Row proportions (each cell ÷ its row total):

cat_stats(coffee$caffeine, coffee$taste, prop = "row")

#> Continguency Table 
#>  
#>               No            Yes             Row Totals     
#> Decaf         "26 / 0.208"  "99 / 0.792"    "125 / 0.0352" 
#> Full caffeine "66 / 0.0203" "3178 / 0.9797" "3244 / 0.9143"
#> Half caff     "6 / 0.0335"  "173 / 0.9665"  "179 / 0.0505" 
#> Col Totals    "98 / 0.0276" "3450 / 0.9724" "Total: 3548"  
#> 
#> Cell Contents: n / row % 
#> Col Totals Contents: n / row % 
#> Row Totals Contents: n / col % 
#> Column Variable: coffee$taste
#> Row Variable: coffee$caffeine

Column proportions (each cell ÷ its column total):

cat_stats(coffee$caffeine, coffee$taste, prop = "col")

#> Continguency Table 
#>  
#>               No            Yes             Row Totals     
#> Decaf         "26 / 0.2653" "99 / 0.0287"   "125 / 0.0352" 
#> Full caffeine "66 / 0.6735" "3178 / 0.9212" "3244 / 0.9143"
#> Half caff     "6 / 0.0612"  "173 / 0.0501"  "179 / 0.0505" 
#> Col Totals    "98 / 0.0276" "3450 / 0.9724" "Total: 3548"  
#> 
#> Cell Contents: n / col % 
#> Col Totals Contents: n / row % 
#> Row Totals Contents: n / col % 
#> Column Variable: coffee$taste
#> Row Variable: coffee$caffeine

6 Visualizing Categorical Data

6.1 Bar plots

6.1.1 Frequency bar plot

Template (frequency):

# ggplot() + geom_bar() counts rows per category by default
ggplot(DATA, aes(x = VAR)) +
  geom_bar()

Example:

ggplot(coffee, aes(x = caffeine)) +
  geom_bar()

6.1.2 Relative frequency bar plot

Template (proportion):

# after_stat(prop) computes proportions within the layer
ggplot(DATA, aes(x = VAR, y = after_stat(prop), group = 1)) +
  geom_bar()

Example:

ggplot(coffee, aes(x = caffeine, y = after_stat(prop), group = 1)) +
  geom_bar()

Note

Tip: Add labels/theme as needed: labs(x = "", y = "Proportion") + theme_minimal()

6.2 Stacked bar plots

Template:

ggplot(DATA, aes(x = VAR1, fill = VAR2)) +
  geom_bar()

Example (stacked counts):

ggplot(coffee, aes(x = caffeine, fill = taste)) +
  geom_bar()

A bar plot showing the caffeine levels by different tastes.

Example (horizontal):

ggplot(coffee, aes(y = caffeine, fill = taste)) +
  geom_bar()

Template (stacked proportions):

ggplot(DATA, aes(x = VAR1, fill = VAR2)) +
  geom_bar(position = "fill") +
  labs(y = "Proportion")

6.3 Pie charts (use sparingly)

Note: Pie charts can be harder to compare precisely than bars. If you use them, label clearly.

Template:

df_pie <- cat_stats(DATA$VAR, tbl_df = TRUE)$table
ggplot(df_pie, aes(cat = Category, val = n, fill = Category)) +
  geom_pie()

Example:

coffee_pie <- cat_stats(coffee$caffeine, tbl_df = TRUE)$table
ggplot(coffee_pie, aes(cat = Category, val = n, fill = Category)) +
  geom_pie()

7 Appendix: minimal templates (copy‑paste)

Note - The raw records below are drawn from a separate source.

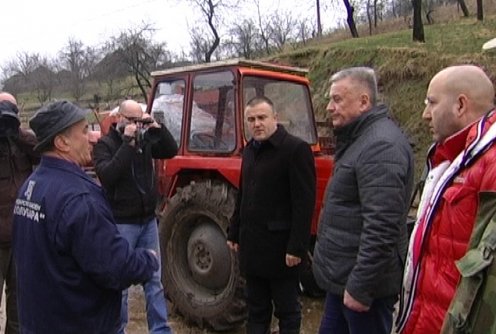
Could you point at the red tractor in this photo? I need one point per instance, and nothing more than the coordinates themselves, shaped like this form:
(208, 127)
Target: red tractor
(202, 106)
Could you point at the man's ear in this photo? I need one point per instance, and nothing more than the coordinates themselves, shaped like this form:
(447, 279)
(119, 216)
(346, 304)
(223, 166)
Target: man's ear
(364, 102)
(462, 107)
(61, 143)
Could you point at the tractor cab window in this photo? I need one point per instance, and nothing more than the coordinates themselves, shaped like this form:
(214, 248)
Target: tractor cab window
(167, 106)
(291, 102)
(212, 125)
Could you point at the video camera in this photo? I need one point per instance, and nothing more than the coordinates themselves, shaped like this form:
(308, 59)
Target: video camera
(143, 133)
(9, 119)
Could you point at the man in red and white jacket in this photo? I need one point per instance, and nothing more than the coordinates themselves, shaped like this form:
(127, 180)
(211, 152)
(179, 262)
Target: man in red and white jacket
(460, 113)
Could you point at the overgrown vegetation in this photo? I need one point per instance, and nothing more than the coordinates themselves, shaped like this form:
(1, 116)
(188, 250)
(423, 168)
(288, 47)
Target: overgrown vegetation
(404, 67)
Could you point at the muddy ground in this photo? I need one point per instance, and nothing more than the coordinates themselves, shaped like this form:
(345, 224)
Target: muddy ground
(312, 311)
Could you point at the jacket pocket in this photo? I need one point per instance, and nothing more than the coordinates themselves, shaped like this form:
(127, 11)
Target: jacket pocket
(278, 225)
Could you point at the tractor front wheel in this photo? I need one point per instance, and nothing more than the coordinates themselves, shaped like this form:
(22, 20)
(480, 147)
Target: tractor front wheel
(199, 272)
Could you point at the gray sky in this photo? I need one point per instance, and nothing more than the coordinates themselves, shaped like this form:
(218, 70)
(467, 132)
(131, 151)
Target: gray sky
(45, 26)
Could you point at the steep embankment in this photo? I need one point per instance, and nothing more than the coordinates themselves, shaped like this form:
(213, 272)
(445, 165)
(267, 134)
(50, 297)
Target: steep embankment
(404, 68)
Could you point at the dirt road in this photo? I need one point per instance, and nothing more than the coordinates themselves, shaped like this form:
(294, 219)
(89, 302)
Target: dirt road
(312, 311)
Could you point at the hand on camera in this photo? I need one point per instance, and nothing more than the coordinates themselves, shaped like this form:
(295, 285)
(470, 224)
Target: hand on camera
(153, 124)
(130, 130)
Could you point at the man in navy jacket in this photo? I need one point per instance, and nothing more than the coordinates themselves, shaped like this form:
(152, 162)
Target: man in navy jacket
(72, 264)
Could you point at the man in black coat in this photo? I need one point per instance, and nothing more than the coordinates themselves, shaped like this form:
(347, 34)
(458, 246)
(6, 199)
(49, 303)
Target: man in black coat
(271, 223)
(362, 238)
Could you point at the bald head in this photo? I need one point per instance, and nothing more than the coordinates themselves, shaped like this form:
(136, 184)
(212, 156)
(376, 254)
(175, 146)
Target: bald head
(457, 96)
(470, 81)
(4, 96)
(130, 109)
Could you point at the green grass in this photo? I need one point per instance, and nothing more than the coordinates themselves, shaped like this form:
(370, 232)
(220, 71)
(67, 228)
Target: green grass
(404, 67)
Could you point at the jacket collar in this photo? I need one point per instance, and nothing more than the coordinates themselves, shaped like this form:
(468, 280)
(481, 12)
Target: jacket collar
(57, 163)
(275, 140)
(450, 147)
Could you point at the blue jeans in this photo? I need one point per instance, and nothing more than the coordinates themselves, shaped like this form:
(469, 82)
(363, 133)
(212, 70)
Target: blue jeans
(338, 319)
(146, 236)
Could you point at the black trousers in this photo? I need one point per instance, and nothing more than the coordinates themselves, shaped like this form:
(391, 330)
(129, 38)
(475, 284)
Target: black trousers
(267, 295)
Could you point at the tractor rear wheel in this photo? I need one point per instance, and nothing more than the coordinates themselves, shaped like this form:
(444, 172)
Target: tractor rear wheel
(199, 272)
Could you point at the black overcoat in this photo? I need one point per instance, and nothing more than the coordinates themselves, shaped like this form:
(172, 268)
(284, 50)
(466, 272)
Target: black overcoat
(275, 204)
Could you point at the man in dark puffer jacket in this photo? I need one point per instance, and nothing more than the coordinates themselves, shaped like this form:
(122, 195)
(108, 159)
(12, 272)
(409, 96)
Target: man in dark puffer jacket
(362, 238)
(17, 159)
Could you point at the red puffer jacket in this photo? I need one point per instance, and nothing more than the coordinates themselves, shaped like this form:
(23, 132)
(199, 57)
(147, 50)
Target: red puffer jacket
(450, 232)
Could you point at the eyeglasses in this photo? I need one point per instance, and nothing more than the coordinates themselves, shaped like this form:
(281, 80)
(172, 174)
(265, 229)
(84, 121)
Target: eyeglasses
(131, 119)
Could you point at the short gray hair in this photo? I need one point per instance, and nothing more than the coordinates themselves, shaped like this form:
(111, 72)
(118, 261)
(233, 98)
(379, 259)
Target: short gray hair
(363, 75)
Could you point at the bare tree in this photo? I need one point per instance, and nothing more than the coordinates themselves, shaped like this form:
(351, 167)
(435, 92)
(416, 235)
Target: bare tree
(136, 49)
(109, 72)
(480, 10)
(79, 61)
(349, 19)
(211, 11)
(43, 80)
(304, 30)
(418, 26)
(319, 23)
(282, 29)
(199, 44)
(245, 39)
(31, 72)
(369, 17)
(263, 27)
(463, 7)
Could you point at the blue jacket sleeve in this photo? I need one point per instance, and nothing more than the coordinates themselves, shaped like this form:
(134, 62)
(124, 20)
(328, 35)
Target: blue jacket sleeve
(91, 237)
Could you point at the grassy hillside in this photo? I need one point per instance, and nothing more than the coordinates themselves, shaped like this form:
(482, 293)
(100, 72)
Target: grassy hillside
(404, 68)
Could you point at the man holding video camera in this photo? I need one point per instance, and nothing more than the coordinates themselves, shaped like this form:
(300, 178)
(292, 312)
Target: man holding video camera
(124, 165)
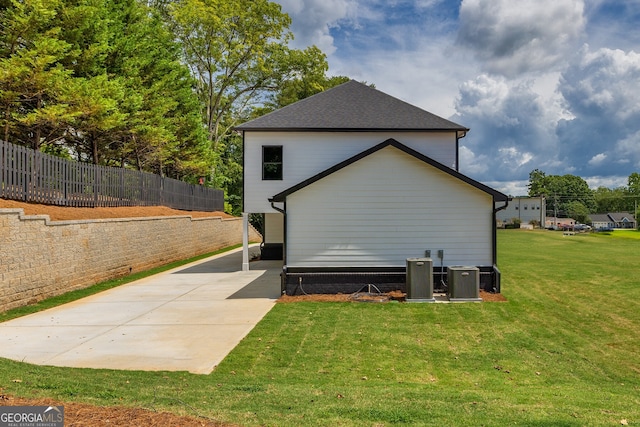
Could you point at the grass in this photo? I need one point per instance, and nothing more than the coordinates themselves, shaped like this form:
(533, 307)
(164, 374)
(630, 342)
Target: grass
(563, 351)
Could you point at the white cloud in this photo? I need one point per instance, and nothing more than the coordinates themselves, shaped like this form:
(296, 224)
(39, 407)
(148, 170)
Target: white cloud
(312, 20)
(511, 38)
(601, 89)
(513, 156)
(598, 159)
(472, 164)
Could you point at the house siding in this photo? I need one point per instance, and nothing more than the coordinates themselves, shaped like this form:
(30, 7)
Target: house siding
(274, 228)
(369, 214)
(308, 153)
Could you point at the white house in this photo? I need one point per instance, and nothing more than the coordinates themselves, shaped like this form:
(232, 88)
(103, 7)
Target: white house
(352, 182)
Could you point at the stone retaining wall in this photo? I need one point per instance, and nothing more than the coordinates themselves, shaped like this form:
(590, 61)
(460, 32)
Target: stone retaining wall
(40, 258)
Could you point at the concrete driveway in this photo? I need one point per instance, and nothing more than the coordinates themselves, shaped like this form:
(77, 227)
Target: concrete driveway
(186, 319)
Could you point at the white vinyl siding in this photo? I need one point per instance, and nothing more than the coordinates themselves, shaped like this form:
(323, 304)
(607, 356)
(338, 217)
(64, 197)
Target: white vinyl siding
(307, 153)
(273, 228)
(385, 208)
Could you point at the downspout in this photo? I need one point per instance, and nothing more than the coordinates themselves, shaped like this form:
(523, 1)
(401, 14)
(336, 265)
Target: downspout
(495, 230)
(497, 276)
(283, 275)
(459, 136)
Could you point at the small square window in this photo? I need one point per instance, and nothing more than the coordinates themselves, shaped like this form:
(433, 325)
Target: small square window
(272, 162)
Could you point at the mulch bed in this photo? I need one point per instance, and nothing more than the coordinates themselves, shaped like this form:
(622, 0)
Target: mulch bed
(82, 414)
(393, 296)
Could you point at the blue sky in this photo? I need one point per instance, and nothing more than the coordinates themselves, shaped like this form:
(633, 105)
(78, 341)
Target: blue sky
(542, 84)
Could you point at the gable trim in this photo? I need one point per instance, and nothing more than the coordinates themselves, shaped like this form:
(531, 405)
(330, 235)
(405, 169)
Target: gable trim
(497, 196)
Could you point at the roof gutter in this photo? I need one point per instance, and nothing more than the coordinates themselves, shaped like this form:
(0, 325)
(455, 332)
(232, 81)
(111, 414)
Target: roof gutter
(459, 135)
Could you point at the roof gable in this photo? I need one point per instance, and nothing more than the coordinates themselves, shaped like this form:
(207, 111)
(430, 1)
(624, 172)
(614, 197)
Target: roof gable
(497, 196)
(351, 106)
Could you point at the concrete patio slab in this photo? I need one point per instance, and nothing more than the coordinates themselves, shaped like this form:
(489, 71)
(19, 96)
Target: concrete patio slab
(186, 319)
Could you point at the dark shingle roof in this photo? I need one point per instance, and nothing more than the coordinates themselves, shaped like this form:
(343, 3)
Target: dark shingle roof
(351, 106)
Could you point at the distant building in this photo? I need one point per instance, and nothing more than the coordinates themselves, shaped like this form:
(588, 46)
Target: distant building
(524, 209)
(613, 220)
(554, 223)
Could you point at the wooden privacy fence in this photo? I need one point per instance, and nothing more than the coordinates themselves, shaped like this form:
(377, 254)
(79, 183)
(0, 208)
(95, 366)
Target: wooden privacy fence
(32, 176)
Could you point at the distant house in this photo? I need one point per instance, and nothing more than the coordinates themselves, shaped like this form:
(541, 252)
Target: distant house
(613, 220)
(555, 223)
(351, 182)
(524, 209)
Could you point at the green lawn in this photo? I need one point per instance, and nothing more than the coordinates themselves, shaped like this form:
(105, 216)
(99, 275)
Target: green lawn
(563, 351)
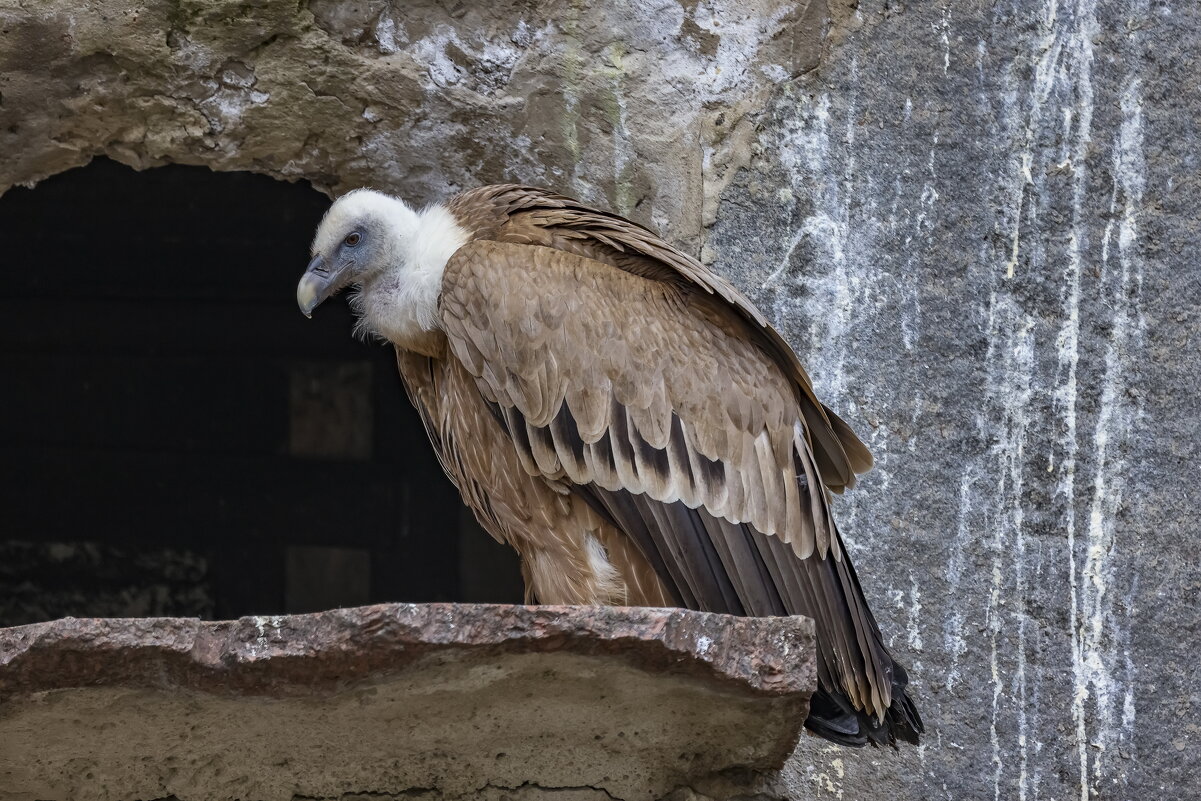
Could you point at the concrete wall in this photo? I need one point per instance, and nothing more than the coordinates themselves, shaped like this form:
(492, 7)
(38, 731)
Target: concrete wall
(974, 220)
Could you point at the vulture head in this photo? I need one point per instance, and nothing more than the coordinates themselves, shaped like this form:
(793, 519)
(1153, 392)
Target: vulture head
(394, 255)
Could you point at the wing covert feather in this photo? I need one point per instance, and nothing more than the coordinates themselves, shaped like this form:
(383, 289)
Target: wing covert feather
(669, 384)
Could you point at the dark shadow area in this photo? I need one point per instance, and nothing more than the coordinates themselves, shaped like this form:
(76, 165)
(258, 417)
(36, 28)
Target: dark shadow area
(179, 440)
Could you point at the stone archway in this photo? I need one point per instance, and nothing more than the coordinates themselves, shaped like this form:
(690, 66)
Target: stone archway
(643, 113)
(179, 441)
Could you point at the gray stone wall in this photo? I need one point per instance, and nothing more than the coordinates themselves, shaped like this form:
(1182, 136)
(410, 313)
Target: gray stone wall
(978, 223)
(975, 221)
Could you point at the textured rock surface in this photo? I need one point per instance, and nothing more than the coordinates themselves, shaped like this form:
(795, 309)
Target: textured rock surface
(640, 108)
(974, 220)
(435, 700)
(978, 225)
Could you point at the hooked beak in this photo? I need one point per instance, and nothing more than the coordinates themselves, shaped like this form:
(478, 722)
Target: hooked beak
(317, 284)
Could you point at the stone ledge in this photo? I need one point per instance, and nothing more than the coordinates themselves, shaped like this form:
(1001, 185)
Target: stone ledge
(446, 699)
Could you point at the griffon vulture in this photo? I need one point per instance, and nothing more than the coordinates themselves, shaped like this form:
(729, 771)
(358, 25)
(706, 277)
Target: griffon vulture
(621, 416)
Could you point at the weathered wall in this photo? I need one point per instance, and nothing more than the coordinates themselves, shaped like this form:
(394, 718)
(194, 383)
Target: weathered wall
(974, 220)
(978, 225)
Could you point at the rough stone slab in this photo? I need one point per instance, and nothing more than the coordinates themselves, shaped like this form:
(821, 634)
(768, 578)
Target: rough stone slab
(450, 700)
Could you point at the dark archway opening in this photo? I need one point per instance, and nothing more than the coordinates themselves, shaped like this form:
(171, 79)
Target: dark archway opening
(178, 440)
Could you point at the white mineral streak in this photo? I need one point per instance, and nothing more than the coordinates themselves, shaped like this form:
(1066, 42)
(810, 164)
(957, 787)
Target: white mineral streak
(1009, 390)
(1104, 652)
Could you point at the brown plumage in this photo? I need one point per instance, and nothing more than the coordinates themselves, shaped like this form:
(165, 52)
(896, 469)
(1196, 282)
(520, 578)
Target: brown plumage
(631, 424)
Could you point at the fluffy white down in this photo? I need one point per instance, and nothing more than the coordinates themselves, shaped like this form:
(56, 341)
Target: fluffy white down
(398, 300)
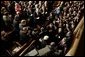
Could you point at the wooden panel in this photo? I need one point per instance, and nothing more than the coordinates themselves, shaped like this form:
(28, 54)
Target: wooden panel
(77, 36)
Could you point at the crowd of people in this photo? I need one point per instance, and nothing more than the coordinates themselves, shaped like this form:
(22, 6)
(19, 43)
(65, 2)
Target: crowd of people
(41, 20)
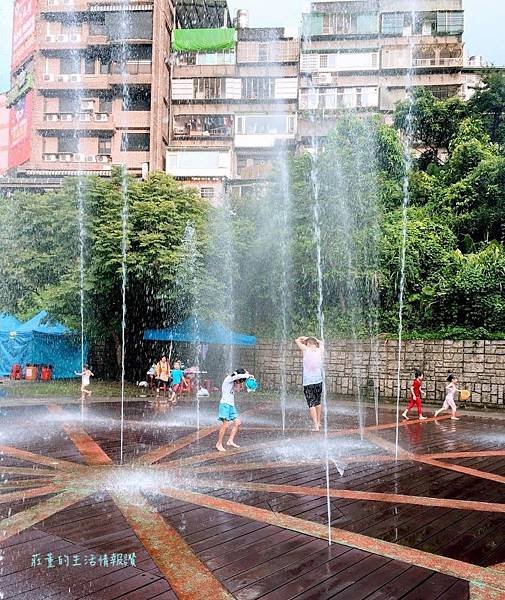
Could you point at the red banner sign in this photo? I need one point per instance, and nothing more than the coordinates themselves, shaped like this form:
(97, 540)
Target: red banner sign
(4, 135)
(23, 33)
(20, 131)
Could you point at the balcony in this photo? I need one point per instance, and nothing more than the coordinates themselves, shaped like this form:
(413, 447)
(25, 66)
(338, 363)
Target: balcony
(134, 74)
(256, 171)
(203, 127)
(81, 120)
(71, 159)
(426, 63)
(63, 5)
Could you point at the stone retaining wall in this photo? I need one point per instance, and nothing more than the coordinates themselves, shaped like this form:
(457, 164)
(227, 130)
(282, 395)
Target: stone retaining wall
(479, 365)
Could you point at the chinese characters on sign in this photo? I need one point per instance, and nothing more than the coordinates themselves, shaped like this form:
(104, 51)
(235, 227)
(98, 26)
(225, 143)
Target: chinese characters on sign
(50, 560)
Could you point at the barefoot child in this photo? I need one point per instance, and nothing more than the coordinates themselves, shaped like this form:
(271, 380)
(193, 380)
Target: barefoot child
(227, 412)
(162, 375)
(178, 381)
(415, 398)
(313, 352)
(85, 375)
(451, 389)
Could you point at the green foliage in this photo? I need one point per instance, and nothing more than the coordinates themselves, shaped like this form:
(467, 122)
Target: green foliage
(488, 104)
(433, 122)
(40, 252)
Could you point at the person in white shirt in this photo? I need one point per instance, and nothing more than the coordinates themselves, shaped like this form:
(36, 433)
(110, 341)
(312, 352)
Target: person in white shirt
(227, 411)
(313, 354)
(85, 374)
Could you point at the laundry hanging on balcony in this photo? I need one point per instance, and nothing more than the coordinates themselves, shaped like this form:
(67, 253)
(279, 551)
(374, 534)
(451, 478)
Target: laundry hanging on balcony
(203, 40)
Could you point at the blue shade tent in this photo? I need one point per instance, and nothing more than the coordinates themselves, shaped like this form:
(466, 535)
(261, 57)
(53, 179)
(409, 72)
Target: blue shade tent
(196, 330)
(39, 341)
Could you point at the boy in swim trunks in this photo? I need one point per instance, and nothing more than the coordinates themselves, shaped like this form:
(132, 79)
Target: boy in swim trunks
(227, 411)
(313, 353)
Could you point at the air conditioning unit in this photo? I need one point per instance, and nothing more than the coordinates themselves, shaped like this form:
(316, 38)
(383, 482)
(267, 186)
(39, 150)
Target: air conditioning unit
(323, 78)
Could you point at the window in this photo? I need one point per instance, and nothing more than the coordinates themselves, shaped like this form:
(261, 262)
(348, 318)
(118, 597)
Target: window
(68, 145)
(263, 52)
(105, 105)
(135, 142)
(89, 65)
(209, 87)
(68, 104)
(97, 27)
(104, 146)
(105, 65)
(70, 66)
(203, 125)
(265, 124)
(393, 23)
(451, 23)
(211, 58)
(137, 99)
(207, 193)
(258, 87)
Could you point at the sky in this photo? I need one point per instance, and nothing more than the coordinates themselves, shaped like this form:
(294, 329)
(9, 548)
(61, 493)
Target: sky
(483, 27)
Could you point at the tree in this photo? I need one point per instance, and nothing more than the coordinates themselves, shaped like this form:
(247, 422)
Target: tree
(45, 273)
(434, 122)
(488, 104)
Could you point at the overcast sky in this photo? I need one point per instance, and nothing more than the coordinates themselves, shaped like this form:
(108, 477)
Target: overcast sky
(484, 21)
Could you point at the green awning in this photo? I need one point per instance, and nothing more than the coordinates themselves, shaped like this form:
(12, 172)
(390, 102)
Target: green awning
(203, 40)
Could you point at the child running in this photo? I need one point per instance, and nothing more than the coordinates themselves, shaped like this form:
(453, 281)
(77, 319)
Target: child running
(313, 352)
(85, 374)
(415, 399)
(227, 411)
(450, 389)
(177, 381)
(162, 375)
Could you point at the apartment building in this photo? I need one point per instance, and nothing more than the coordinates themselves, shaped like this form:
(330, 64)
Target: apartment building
(233, 103)
(362, 54)
(94, 86)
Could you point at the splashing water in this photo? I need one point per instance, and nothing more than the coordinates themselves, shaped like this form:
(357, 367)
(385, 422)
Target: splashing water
(407, 145)
(123, 56)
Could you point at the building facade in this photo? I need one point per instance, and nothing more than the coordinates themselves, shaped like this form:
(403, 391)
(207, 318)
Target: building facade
(232, 108)
(363, 54)
(171, 85)
(98, 87)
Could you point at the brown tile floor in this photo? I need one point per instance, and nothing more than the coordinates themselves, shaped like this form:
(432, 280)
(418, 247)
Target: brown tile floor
(251, 523)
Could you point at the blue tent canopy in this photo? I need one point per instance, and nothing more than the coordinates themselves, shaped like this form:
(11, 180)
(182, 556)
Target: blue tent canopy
(196, 330)
(39, 341)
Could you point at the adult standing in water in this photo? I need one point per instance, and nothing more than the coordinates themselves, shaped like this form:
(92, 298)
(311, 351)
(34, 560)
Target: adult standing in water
(313, 353)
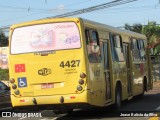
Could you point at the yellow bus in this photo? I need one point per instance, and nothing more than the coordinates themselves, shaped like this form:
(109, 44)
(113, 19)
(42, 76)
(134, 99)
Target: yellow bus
(69, 63)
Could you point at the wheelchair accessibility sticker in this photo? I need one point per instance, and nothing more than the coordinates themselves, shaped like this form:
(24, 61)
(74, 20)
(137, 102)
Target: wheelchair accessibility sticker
(22, 82)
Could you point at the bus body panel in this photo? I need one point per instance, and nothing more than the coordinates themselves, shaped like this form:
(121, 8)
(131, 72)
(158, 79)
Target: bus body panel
(62, 76)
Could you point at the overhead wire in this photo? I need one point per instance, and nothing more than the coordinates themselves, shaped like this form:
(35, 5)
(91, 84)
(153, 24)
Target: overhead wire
(93, 8)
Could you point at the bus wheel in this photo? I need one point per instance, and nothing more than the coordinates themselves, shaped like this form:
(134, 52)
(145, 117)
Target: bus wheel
(118, 97)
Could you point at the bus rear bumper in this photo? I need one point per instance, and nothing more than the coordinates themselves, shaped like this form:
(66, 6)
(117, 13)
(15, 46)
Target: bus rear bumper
(52, 100)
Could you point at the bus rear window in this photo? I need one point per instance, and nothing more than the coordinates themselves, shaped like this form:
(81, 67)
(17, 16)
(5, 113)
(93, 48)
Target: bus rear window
(45, 37)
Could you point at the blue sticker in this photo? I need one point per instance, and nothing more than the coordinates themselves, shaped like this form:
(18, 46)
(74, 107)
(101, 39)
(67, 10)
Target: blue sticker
(22, 82)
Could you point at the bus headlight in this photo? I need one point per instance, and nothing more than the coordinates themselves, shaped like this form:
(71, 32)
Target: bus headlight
(14, 86)
(17, 92)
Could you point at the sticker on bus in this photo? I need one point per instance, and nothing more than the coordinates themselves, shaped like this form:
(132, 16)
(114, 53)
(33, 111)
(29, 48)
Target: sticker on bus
(47, 85)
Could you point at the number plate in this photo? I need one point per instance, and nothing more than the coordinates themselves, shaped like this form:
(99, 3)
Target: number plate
(47, 85)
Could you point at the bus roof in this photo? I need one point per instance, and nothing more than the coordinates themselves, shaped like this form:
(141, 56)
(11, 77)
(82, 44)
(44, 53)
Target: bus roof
(87, 23)
(113, 29)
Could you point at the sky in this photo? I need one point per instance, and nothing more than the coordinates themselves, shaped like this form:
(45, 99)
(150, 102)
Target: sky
(140, 11)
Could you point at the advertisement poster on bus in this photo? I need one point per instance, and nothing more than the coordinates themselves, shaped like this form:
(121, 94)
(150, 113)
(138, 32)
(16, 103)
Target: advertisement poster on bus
(4, 57)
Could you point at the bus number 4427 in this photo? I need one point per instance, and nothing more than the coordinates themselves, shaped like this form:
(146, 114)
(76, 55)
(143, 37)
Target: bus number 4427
(72, 63)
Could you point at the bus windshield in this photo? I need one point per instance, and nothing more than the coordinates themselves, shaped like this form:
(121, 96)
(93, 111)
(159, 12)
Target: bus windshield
(45, 37)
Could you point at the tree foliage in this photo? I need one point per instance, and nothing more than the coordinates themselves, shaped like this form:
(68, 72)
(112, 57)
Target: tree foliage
(3, 40)
(152, 32)
(135, 27)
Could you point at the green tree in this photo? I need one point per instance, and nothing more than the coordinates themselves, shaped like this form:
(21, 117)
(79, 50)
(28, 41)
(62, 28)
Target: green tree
(135, 27)
(3, 40)
(152, 32)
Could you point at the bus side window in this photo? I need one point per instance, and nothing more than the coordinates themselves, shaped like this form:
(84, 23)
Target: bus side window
(93, 46)
(95, 38)
(141, 48)
(118, 48)
(87, 36)
(135, 49)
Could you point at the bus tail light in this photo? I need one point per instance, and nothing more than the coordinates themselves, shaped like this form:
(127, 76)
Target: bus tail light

Each template below has placeholders in ALL CAPS (e.g., DATA, VAR, VAR1, VAR2). Replace them with your own dataset name and variable names.

7.1 Frequency table

cat_stats(DATA$VAR)

DATA → the name of your dataset (e.g., coffee).
VAR → a single categorical variable (e.g., caffeine).

7.2 Proportions only

cat_stats(DATA$VAR, prop_only = TRUE)

DATA → the name of your dataset (e.g., coffee).
VAR → a single categorical variable (e.g., caffeine).

7.3 Bar Plot: Frequency

ggplot(DATA, aes(x = VAR)) + 
    geom_bar()

DATA → the name of your dataset (e.g., coffee).
VAR → a single categorical variable (e.g., caffeine).

7.4 Bar Plot: Proportion

ggplot(DATA, aes(x = VAR, y = after_stat(prop), group = 1)) + 
    geom_bar()

DATA → the name of your dataset (e.g., coffee).
VAR → a single categorical variable (e.g., caffeine).

7.5 Cross-tabulations (all)

cat_stats(DATA$VAR1, DATA$VAR2)

DATA → the name of your dataset (e.g., coffee).
VAR1 → a single categorical variable (e.g., caffeine).
VAR2 → a single categorical variable (e.g., taste).

7.6 Cross-tabulations (proportions)

cat_stats(DATA$VAR1, DATA$VAR2, prop = "table")
cat_stats(DATA$VAR1, DATA$VAR2, prop = "row")
cat_stats(DATA$VAR1, DATA$VAR2, prop = "col")

DATA → the name of your dataset (e.g., coffee).
VAR1 → a single categorical variable (e.g., caffeine).
VAR2 → a single categorical variable (e.g., taste).

7.7 Stacked bar (counts)

ggplot(DATA, aes(x = VAR1, fill = VAR2)) + geom_bar()

DATA → the name of your dataset (e.g., coffee).
VAR1 → a single categorical variable (e.g., caffeine).
VAR2 → a single categorical variable (e.g., taste).

7.8 Stacked bar (proportions)

ggplot(DATA, aes(x = VAR1, fill = VAR2)) +
  geom_bar(position = "fill") + labs(y = "Proportion")

DATA → the name of your dataset (e.g., coffee).
VAR1 → a single categorical variable (e.g., caffeine).
VAR2 → a single categorical variable (e.g., taste).

7.9 Pie Chart

df_pie <- cat_stats(DATA$VAR, tbl_df = TRUE)$table
ggplot(df_pie, aes(cat = Category, val = n, fill = Category)) + 
    geom_pie()

DATA → the name of your dataset (e.g., coffee).
VAR → a single categorical variable (e.g., caffeine).